Hackers broke into an unpatched F5 edge appliance at a global enterprise, rode its privileged SSH access into the company's Linux network, and ultimately compromised Active Directory by chaining two year-old vulnerabilities Microsoft had repeatedly warned defenders to patch, according to a threat intelligence report the company published Thursday.

The intrusion shows how devices deployed as security boundaries—firewalls, VPN concentrators, load balancers—are increasingly the weakest link when organizations let vendor support lapse. The victim ran F5 BIG-IP Virtual Edition 15.1.201000, which reached end-of-life on December 31, 2024, leaving it without patches for nearly five months before the breach.

Microsoft's Defender Security Research team traced the full kill chain: initial access through the Azure-hosted F5 appliance, lateral movement across Linux hosts using sudo credentials, reconnaissance with Nmap and custom scanning tools, exploitation of an internal Atlassian Confluence server, credential theft from configuration files, and finally a relay attack against domain controllers using CVE-2025-33073, a Windows SMB flaw Synacktiv researchers disclosed in June 2025 that lets any authenticated user escalate to SYSTEM privileges.

The F5 appliance likely fell through a known gap. CVE-2025-53521, a critical remote code execution bug in BIG-IP Access Policy Manager with a CVSS score of 9.8, was originally disclosed in October 2025 as a denial-of-service issue. F5 reclassified it as an RCE flaw in March 2026, and CISA added it to its Known Exploited Vulnerabilities catalog on March 27. Shadowserver Foundation reported more than 17,000 vulnerable IP addresses exposed to the internet at the time, with over 240,000 BIG-IP instances visible online as of April.

Once inside, the attackers moved methodically. They used the F5 appliance's SSH access to reach internal Linux systems, deployed reconnaissance tools including a custom ELF binary Microsoft tracks as HackTool:Linux/MalPack.B, and scanned for application servers. The group found an unpatched Atlassian Confluence instance—not exposed to the internet, but reachable from the compromised network—and exploited it to steal credentials stored in server.xml and confluence.cfg.xml files.
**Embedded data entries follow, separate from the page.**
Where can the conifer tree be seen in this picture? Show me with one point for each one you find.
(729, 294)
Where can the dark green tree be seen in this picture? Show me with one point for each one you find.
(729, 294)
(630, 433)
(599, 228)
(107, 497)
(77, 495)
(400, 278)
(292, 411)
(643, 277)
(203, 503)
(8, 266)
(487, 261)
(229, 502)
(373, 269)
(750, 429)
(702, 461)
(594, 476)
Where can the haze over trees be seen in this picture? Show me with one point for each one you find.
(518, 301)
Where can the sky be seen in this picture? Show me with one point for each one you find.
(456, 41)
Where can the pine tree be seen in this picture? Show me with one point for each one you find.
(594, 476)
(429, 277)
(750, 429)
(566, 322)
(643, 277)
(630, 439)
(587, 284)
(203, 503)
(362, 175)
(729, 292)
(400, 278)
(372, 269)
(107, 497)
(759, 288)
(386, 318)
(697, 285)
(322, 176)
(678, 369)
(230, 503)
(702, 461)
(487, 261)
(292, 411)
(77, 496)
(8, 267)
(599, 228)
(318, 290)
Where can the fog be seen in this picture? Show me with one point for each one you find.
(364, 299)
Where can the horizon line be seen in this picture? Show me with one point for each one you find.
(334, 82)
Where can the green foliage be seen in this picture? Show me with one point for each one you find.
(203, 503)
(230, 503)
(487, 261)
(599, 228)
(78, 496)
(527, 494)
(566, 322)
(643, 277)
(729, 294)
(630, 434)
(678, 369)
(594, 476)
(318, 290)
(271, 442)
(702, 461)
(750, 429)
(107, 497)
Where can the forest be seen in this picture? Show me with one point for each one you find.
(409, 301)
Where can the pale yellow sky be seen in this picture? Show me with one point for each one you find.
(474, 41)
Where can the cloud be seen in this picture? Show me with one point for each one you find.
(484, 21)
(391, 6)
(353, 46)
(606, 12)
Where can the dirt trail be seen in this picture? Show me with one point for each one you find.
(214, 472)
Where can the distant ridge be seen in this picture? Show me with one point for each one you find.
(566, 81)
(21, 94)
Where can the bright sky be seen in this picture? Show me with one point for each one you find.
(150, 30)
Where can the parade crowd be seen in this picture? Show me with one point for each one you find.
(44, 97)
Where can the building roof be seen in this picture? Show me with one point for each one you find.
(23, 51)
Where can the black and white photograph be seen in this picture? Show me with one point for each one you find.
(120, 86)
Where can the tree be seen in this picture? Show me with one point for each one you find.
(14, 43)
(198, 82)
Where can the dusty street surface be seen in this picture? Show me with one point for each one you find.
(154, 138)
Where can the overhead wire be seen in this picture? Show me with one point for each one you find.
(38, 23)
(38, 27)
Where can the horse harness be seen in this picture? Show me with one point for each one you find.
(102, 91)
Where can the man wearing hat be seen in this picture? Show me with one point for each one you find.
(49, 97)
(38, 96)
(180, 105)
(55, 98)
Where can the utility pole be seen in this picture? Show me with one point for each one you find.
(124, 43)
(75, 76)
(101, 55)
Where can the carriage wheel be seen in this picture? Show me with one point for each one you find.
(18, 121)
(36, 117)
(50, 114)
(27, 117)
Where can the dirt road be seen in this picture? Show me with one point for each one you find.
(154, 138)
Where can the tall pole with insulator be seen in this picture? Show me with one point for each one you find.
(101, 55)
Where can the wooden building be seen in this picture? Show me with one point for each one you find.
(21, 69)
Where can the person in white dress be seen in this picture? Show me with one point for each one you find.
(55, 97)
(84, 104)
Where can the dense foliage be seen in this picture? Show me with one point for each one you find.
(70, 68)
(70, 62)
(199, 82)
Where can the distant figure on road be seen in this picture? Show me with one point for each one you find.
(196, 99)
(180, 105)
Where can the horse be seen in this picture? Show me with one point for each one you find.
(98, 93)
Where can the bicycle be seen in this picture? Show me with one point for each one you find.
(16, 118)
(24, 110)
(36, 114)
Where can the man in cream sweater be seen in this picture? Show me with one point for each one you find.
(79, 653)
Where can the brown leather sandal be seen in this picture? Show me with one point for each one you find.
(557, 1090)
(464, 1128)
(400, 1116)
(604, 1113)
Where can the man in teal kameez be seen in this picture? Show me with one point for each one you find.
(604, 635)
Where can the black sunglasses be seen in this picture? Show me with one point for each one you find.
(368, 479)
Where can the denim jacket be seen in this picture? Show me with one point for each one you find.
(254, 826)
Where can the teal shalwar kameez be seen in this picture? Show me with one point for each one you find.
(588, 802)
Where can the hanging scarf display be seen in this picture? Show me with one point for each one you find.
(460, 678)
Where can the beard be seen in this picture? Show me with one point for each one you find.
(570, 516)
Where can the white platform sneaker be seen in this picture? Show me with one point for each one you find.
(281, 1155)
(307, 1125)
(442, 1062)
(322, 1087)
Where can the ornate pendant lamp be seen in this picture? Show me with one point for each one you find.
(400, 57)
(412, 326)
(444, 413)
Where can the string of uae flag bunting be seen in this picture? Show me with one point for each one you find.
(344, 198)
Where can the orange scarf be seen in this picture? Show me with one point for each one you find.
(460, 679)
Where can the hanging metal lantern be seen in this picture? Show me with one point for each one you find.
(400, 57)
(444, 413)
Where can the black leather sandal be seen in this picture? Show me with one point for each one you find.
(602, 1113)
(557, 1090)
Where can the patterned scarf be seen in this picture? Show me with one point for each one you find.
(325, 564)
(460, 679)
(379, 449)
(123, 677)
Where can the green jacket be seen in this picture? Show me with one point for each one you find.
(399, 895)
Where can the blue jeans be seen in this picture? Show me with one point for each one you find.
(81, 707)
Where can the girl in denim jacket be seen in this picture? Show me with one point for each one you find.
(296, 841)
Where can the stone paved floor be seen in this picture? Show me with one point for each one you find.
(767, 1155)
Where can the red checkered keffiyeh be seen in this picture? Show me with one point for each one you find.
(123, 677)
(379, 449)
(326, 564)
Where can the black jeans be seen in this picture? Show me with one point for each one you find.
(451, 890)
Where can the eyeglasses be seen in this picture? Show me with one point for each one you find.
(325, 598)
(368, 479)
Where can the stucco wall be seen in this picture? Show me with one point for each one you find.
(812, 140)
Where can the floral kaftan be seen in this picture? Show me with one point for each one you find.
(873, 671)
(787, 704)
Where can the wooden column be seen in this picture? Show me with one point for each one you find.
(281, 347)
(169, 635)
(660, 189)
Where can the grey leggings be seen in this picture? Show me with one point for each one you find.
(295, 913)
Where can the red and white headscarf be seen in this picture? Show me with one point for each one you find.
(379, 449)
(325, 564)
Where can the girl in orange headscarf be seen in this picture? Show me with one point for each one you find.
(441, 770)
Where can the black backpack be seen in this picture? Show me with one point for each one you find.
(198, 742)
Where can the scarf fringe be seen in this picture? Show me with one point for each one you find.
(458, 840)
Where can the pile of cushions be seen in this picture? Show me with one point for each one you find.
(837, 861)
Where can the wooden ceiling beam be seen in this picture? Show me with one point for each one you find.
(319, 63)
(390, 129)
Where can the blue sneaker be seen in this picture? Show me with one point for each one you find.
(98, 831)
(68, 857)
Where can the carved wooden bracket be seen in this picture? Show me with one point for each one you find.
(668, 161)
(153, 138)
Those credentials opened the path to Windows. The attackers used netexec and Kerbrute to enumerate domain accounts, manipulated DNS records to poison name resolution, and coerced authentication requests with PetitPotam, a technique that forces domain controllers to initiate NTLM handshakes. They relayed those handshakes through CVE-2025-33073, which bypasses SMB signing requirements and achieves authenticated remote code execution as SYSTEM. CISA flagged active exploitation of that flaw in October 2025.

"This attack reflects a broader pattern where perimeter devices become persistent footholds because they sit outside traditional endpoint monitoring," Microsoft's researchers wrote in Thursday's report. "Organizations often patch servers and workstations on strict schedules but leave appliances running legacy firmware until a visible incident forces remediation."

F5 itself suffered a separate, unrelated breach last year. In October 2025, the company disclosed on its website that a sophisticated nation-state actor had maintained long-term access to parts of its corporate environment and exfiltrated files from BIG-IP product development systems. That breach did not involve CVE-2025-53521, but it underscored the value attackers place on network infrastructure vendors.

The timing compounds the risk. Both CVE-2025-53521 and CVE-2025-33073 have been on CISA's Known Exploited Vulnerabilities list for weeks, with federal agencies under binding operational directives to patch or mitigate by set deadlines. The intrusion documented by Microsoft suggests those deadlines matter beyond the .gov perimeter—especially for edge devices that often run years behind internal patch cycles.

Microsoft did not name the victim organization or disclose how the intrusion was ultimately detected. The company traced command-and-control traffic to 206.189.27[.]39 but did not attribute the activity to a known threat group. The absence of attribution may reflect the attackers' operational security or the reality that many intrusions now blend commodity techniques from multiple playbooks rather than fitting a single group's profile.

Organizations running BIG-IP appliances should verify they are on supported software versions and prioritize patching CVE-2025-53521. Those with domain-joined Windows systems should ensure SMB signing is enforced on all hosts and check for indicators of CVE-2025-33073 exploitation, including unexpected SYSTEM-level processes spawned from SMB services. SSH access from edge appliances into production networks should be logged, monitored, and restricted to the narrowest necessary scope—or eliminated entirely where jump hosts can mediate the access instead.